Dieci anni, meditò il Presidente. Dieci anni sono tanti. Risaliamo ai primi tempi della nostra gloriosa Rivoluzione e voi Cittadino Comandante Sbrazzov (Nuove incontenibili risate del pubblico per quelle geniali storpiature che il Presidente riusciva sempre a inventare e che ridicolizzavano il povero Brazov sempre di più) Immagino che sarete stato un rivoluzionario della prima ora non è vero?
Sì, Cittadino Presidente, mi onoro di essere stato rivoluzionario già ai primi moti del giugno del ’20.
Molto bene, molto bene Cittadino Comandante, ma sapete a cosa stavo pensando poc’anzi? Stavo pensando che certamente questo Comandante Merdov (Risate a non finire del pubblico) deve essere una specie di angelo custode del suo Distretto, se in tanti anni ha conservato il suo posto, caso unico nella nostra nazione in cui un comandante di distretto dura in media diciotto mesi dopo i quali o viene promosso o viene fucilato mentre voi Cittadino Dormigliov (Risate, singulti, colpi di tosse) siete inamovibile da dieci anni e quindi il vostro Distretto, regolato e diretto da un tale esempio di virtù rivoluzionaria deve essere una specie di paradiso, un oasi profumata, un eden di giustizia! Dite, non è forse così?
Brazov non sapeva cosa rispondere. Se avesse assentito temeva di cadere in una trappola e se restava silenzioso era come affermare il contrario. Perciò bofonchiò qualche scusa come per schermirsi ma il Presidente che lo osservava muoversi come fa un gatto che tiene il topo per la coda divertendosi agli inutili tentativi di liberarsi del roditore gli ingiunse improvviso e perentorio.
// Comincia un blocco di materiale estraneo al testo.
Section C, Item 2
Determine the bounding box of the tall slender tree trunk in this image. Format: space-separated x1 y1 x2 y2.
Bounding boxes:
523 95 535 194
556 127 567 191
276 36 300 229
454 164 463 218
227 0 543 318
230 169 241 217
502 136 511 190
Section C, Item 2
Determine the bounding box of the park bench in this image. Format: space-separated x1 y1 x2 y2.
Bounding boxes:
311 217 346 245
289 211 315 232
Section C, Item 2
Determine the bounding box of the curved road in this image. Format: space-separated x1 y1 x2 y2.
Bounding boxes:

Rispondi! Cittadino Comandante.
Brazov era interdetto, non sapeva e non voleva rispondere. Poi incalzato dalle ingiunzioni del Presidente tentò di dire qualcosa ma si confuse e biascicò soltanto dei suoni incomprensibili.
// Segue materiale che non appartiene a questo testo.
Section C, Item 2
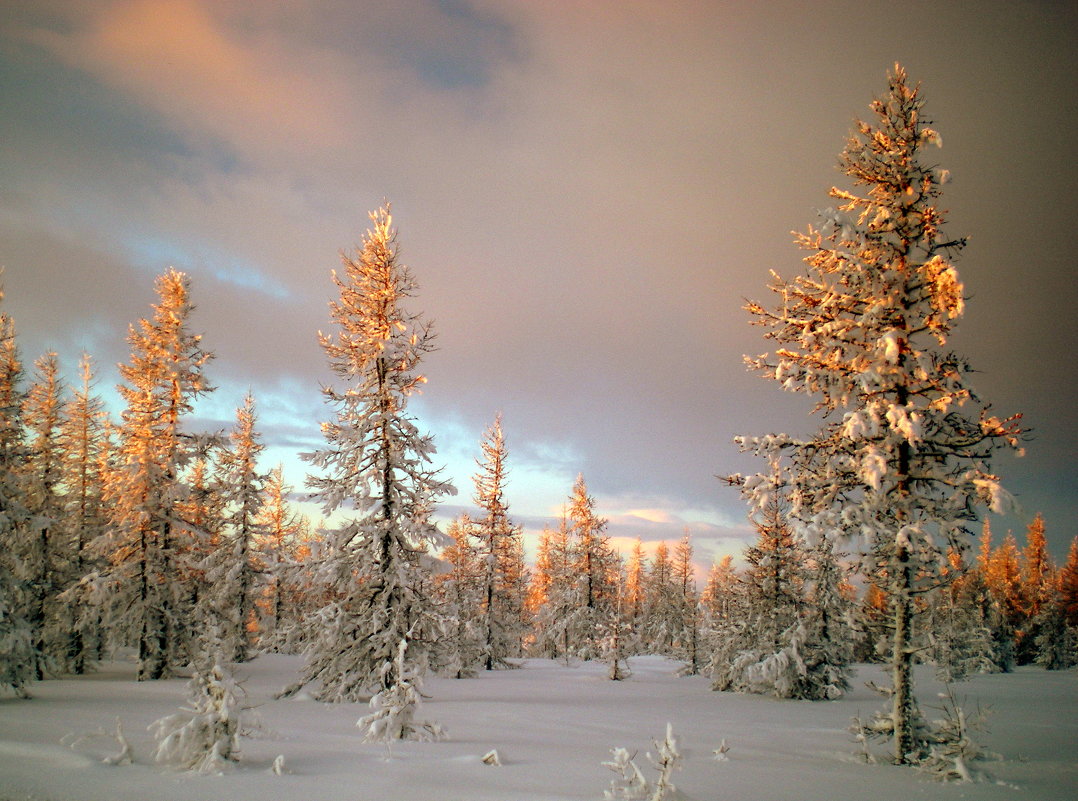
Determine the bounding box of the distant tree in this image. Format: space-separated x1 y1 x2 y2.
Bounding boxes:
16 353 64 680
982 531 1025 647
641 540 682 655
1060 537 1078 626
0 287 38 698
471 415 523 671
60 355 110 674
854 579 894 663
672 529 703 676
922 551 1003 681
436 514 487 678
731 66 1021 763
800 537 854 699
255 465 305 651
710 496 805 698
567 473 617 659
529 511 582 661
1015 514 1062 665
701 554 737 620
207 392 265 662
289 207 455 740
95 270 212 681
621 537 647 649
Il Presidente sogghignò rumorosamente alla risposta del vecchio Brigadiere e mentre i suoi occhi fiammeggiavano selvaggiamente la pelle del suo viso diveniva sempre più diafana finché alla fine, non rimase altro che la bocca divenuta rossa come il sangue e dalla quale proruppe un isterico e gracchiante, impudente! Mascalzone, razza di maiale controrivoluzionario!
Il vecchio Brazov era costernato. Non aveva mai fatto una simile figura di fronte ai suoi concittadini e sarebbe voluto sprofondare per la vergogna. E intanto che il Presidente gli ripeteva l’intimazione a rispondere, il vecchio Brigadiere non sapendo più cosa fare, chiuse semplicemente gli occhi.
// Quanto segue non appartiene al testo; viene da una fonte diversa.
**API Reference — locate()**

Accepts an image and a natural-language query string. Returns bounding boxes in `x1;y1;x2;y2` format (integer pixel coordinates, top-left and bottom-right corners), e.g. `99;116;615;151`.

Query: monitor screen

E il Presidente alzando di più la voce lo richiamava alle sue responsabilità.
Cittadino Comandante! Gracchiava famelico, avido del suo sangue.
Cittadino Comandante!
Cittadino Signor Capo della Gendarmeria! Urlava ancora più forte mentre Brazov ad occhi chiusi si sforzava di non ascoltare.
Ma quello continuava.
Signor Capo della Gendarmeria!
Signor Brazov!
Ecco, ad udire Signor Brazov il vecchio Brigadiere ebbe un sussulto.
In quel momento qualcosa si risvegliò in lui.
La tempesta! Urlò il vecchio Brazov, ad occhi chiusi, la tempesta è passata!
Signor Brazov, Signor Brazov, gli ripeteva la voce, divenuta più dolce, una voce amica.
Allora il vecchio Brigadiere aprì gli occhi.
E al posto del rapace uccellaccio, trovò il viso bonario e rubicondo di Marija Elisaveta.
Signor Brazov gli parlava quella con dolcezza, che dormiglione che siete! Stavolta non riuscivo proprio a svegliarvi e stavo quasi per riportare indietro la cena.
Patate e salsicce? Chiese Brazov.
Come avete chiesto, rispose suadente Marija Elisaveta.
Ah! Che donna, che donna! Peccato che siete già sposata altrimenti…
E preso il vassoio dalle mani di Marija Elisaveta, il vecchio Brazov si mise a mangiare di gusto. Patate fumanti e succulente salsicce, proprio come le aveva appena sognate.